A recent viral essay from the New Yorker details the virtual market lock Google and other AI companies have quietly, some might say underhandedly, gained on the coveted and highly vulnerable K-8 public school population.

While we’re watching oil prices, the border invasion, and trying to feed our families, Big Tech is already fully insinuated into the school system — via long-standing, highly corrupt but technically legal arrangements between corporate-industrial capital and the U.S. Department of Education.

John Taylor Gatto, the legendary New York schoolteacher, best-selling author, and titan in the struggle for human dignity, once warned, “Schools were designed … to be instruments of the scientific management of a mass population. Schools are intended to produce, through the application of formulae, formulaic human beings whose behavior can be predicted and controlled.”

Lifelong customers are tough to create, unless you indoctrinate them.

He was correct, of course. And so the penetration of AI and Big Tech into public schools shouldn’t be a surprise. Rather, it is inevitable — as AI and Big Tech share many of these original ideas related to the management of human beings via cybernetics and technocracy. It’s almost as if the captive audience of young children was put into place to wait for the final insinuation of ultimate control through dumbing-down technology.

Consider the experience recounted in the New Yorker by writer Jessica Winter, a mother herself: “Students at my eleven-year-old daughter’s public middle school began receiving new Google Chromebooks, and that is when I heard the tap-tap of the cloven hooves approaching our doorstep. The Chromebooks, which the students use in every class and for homework, came pre-installed with an all-ages version of Gemini, a suite of A.I. tools. When my daughter, who is in sixth grade, begins writing an essay, she gets a prompt: ‘Help me write.’ If she is starting work on a slide-show presentation, the prompt is ‘Help me visualize.’”

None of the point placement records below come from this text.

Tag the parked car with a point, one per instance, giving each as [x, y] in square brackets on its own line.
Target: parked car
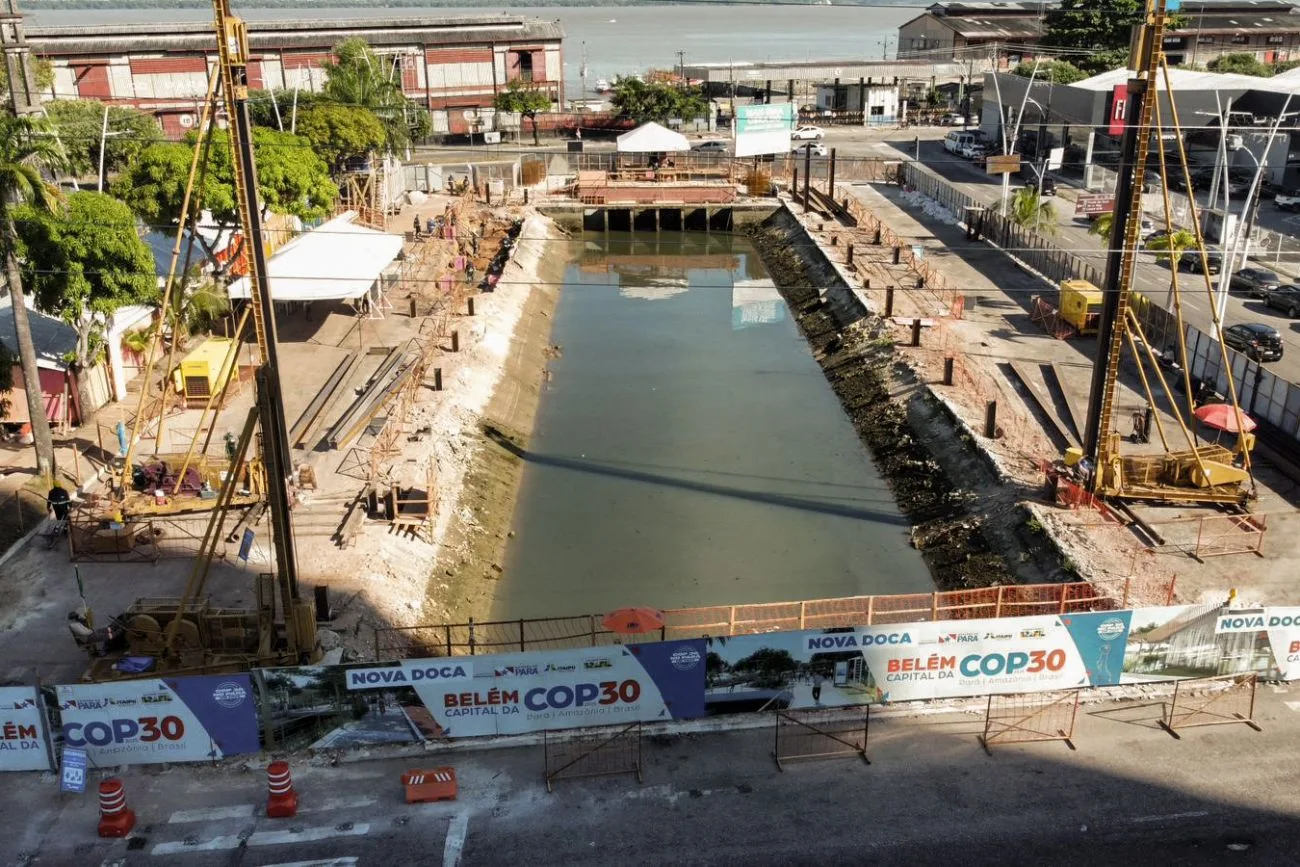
[1286, 299]
[1191, 260]
[1288, 200]
[1256, 282]
[1259, 341]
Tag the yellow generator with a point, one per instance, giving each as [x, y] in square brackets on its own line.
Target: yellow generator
[1080, 306]
[206, 371]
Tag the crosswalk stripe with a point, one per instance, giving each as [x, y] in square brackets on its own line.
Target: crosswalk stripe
[212, 814]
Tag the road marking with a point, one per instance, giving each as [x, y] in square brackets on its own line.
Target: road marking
[455, 840]
[1194, 814]
[212, 814]
[306, 835]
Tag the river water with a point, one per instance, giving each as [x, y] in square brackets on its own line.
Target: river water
[620, 39]
[688, 450]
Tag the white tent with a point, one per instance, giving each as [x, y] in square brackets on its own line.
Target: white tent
[338, 260]
[651, 138]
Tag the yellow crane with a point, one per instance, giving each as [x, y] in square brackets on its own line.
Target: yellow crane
[185, 633]
[1186, 471]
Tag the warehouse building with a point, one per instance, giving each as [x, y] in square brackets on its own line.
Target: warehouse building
[455, 66]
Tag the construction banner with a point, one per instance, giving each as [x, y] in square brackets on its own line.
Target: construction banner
[24, 742]
[911, 662]
[475, 696]
[176, 719]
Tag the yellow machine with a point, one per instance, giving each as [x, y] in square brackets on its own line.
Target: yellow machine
[1080, 306]
[206, 371]
[1186, 469]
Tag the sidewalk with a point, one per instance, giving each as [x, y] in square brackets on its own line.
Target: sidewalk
[930, 793]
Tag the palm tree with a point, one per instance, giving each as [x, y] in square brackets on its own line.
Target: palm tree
[1031, 211]
[27, 146]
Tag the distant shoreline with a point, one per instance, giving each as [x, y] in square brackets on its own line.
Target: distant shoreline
[69, 5]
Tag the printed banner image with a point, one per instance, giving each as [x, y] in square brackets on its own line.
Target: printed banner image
[22, 731]
[176, 719]
[473, 696]
[1195, 641]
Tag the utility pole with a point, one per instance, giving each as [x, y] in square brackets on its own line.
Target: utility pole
[25, 102]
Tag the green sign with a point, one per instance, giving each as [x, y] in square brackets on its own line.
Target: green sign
[765, 118]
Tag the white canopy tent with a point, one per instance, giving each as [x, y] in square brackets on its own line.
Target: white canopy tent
[651, 138]
[338, 260]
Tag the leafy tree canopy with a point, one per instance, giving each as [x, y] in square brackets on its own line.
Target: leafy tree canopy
[85, 261]
[338, 133]
[1240, 64]
[1057, 72]
[79, 122]
[657, 102]
[291, 178]
[520, 98]
[359, 77]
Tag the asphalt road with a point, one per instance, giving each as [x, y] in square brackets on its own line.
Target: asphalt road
[1130, 793]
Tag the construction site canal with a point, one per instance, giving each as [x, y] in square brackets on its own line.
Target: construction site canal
[688, 450]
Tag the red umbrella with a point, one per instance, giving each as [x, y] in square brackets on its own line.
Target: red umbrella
[1221, 416]
[633, 620]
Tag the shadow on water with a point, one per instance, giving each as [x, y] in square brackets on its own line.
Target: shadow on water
[702, 488]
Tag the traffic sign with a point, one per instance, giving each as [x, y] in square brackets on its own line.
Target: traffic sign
[73, 777]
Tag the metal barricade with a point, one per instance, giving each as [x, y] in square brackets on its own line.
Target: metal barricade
[602, 754]
[1030, 716]
[822, 735]
[1212, 701]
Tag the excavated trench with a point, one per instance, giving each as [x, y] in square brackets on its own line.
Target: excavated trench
[857, 359]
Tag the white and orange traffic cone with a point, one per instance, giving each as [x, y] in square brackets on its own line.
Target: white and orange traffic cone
[281, 801]
[115, 818]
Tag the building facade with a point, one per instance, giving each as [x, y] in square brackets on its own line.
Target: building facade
[1266, 29]
[455, 66]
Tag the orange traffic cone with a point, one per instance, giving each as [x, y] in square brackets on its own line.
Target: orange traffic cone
[115, 818]
[282, 801]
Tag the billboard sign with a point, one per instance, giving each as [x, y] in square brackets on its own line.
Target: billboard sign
[914, 662]
[142, 722]
[763, 129]
[22, 731]
[1091, 204]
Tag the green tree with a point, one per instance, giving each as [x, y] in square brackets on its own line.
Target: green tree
[1240, 64]
[339, 133]
[1171, 246]
[1099, 30]
[519, 98]
[79, 124]
[44, 72]
[27, 147]
[1057, 72]
[291, 178]
[635, 99]
[360, 77]
[85, 261]
[1031, 211]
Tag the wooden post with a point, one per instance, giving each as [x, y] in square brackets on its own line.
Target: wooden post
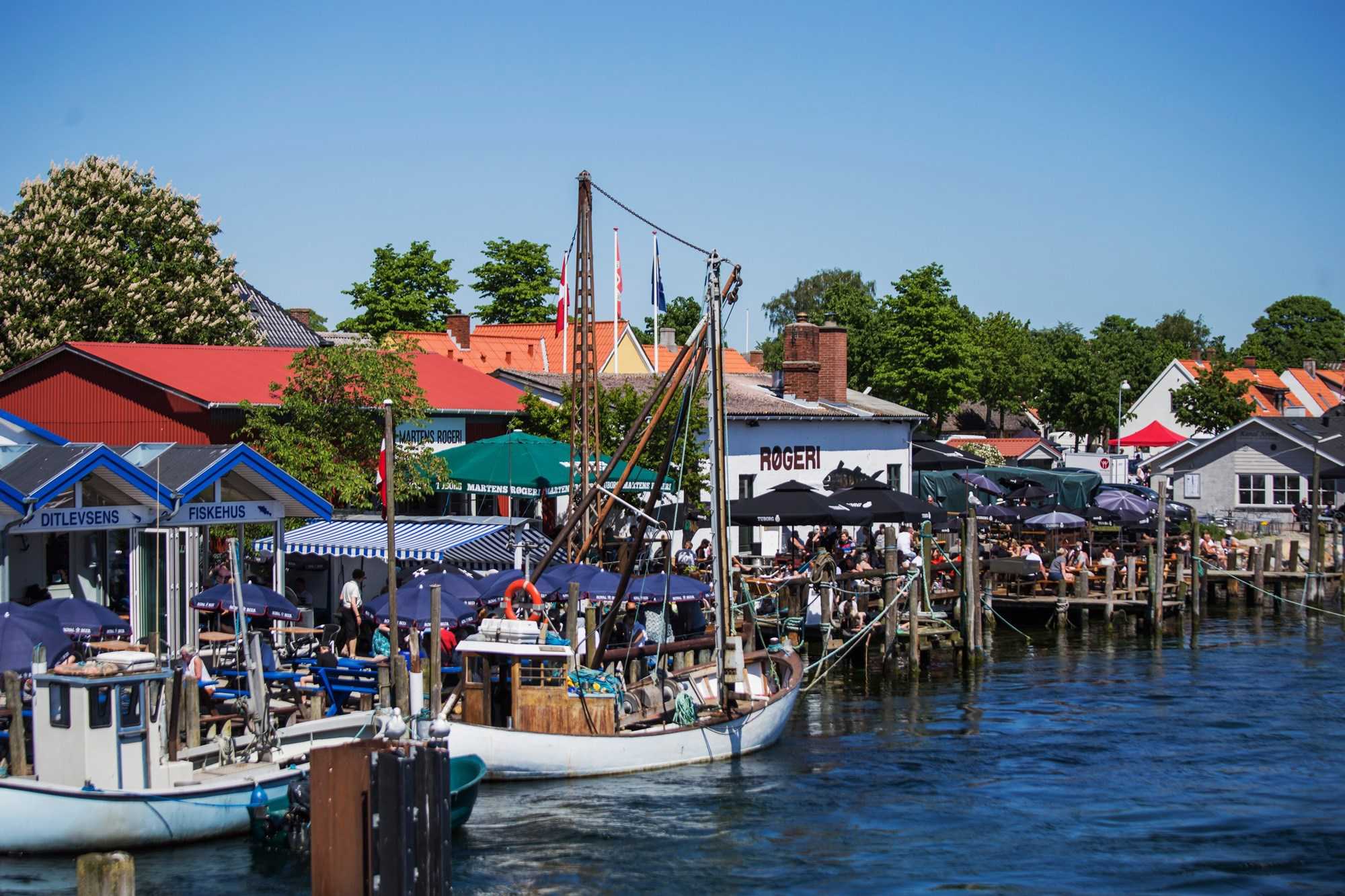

Lifelong customers are tough to create, unless you indoctrinate them at the most vulnerable and malleable stages of their lives. As our expectations have fallen concerning our social arrangements, companies like Google or Anthropic, in partnership with, say, Microsoft, are building a long play. They’re capturing the brand allegiance, building familiarity, and establishing “relationships” early — investments that will extend throughout life.

“No single company has a monopoly on A.I. in K-8 education,” Winter observes. But Google, thanks to its Chromebook, is well on the way.

“A report by the U.S. Public Interest Research Group noted that, by the last quarter of 2020, year-on-year sales of the device were up by 287%,” reports Winter. “In a national survey conducted by the Times last November, about 80% of K-12 teachers said that their districts use Chromebooks, which has created a vast captive market for Gemini and helped make A.I. in schools a near-universal prospect.”

RELATED: Commencement speaker praises AI and globalism — graduates crush her with boos

Phelan M. Ebenhack/Getty Images

One senses a strange respect for the business acumen of these market virtuosos. After all, it wasn’t long ago that their “progressive” bona fides and “good person” ethos were fully accredited by the country’s all-too-well-established elite institutions. Those old habits and expectations die hard. But today the emerging picture concerning AI-forward Big Tech and our children’s minds, to say nothing of our own dwindling capacities, still remains too “conspiratorial” for most of the mass media apparatus.

However gingerly, Winter tiptoes toward the truth. She flags a new MIT study that concludes “the integration of LLMs into learning environments may inadvertently contribute to cognitive atrophy.” But again: Winter notes the study’s timid authors “appended an FAQ to the paper with instructions on how to discuss its findings,” begging readers not to use “the words like ‘stupid,’ ‘dumb,’ ‘brain rot,’ ‘harm,’ ‘damage,’ ‘brain damage,’ ‘passivity,’ ‘trimming,’ and so on.”

Even if we didn’t have countless studies decrying the potential and proven deleterious effects of AI — on adults! — we should, and could if we wanted, simply sit back and apply Gatto’s observations and warnings to the manner in which tax schemes and kickbacks have deluged the classroom with digital technology that seems built more to impair than inspire.

It isn’t at all up for debate as to whether the U.S. education system was purposely built to serve the needs of industrial capital for docile and compliant workers. We could, I suppose, debate the ethics of that government-corporate merger. But it has long been in effect.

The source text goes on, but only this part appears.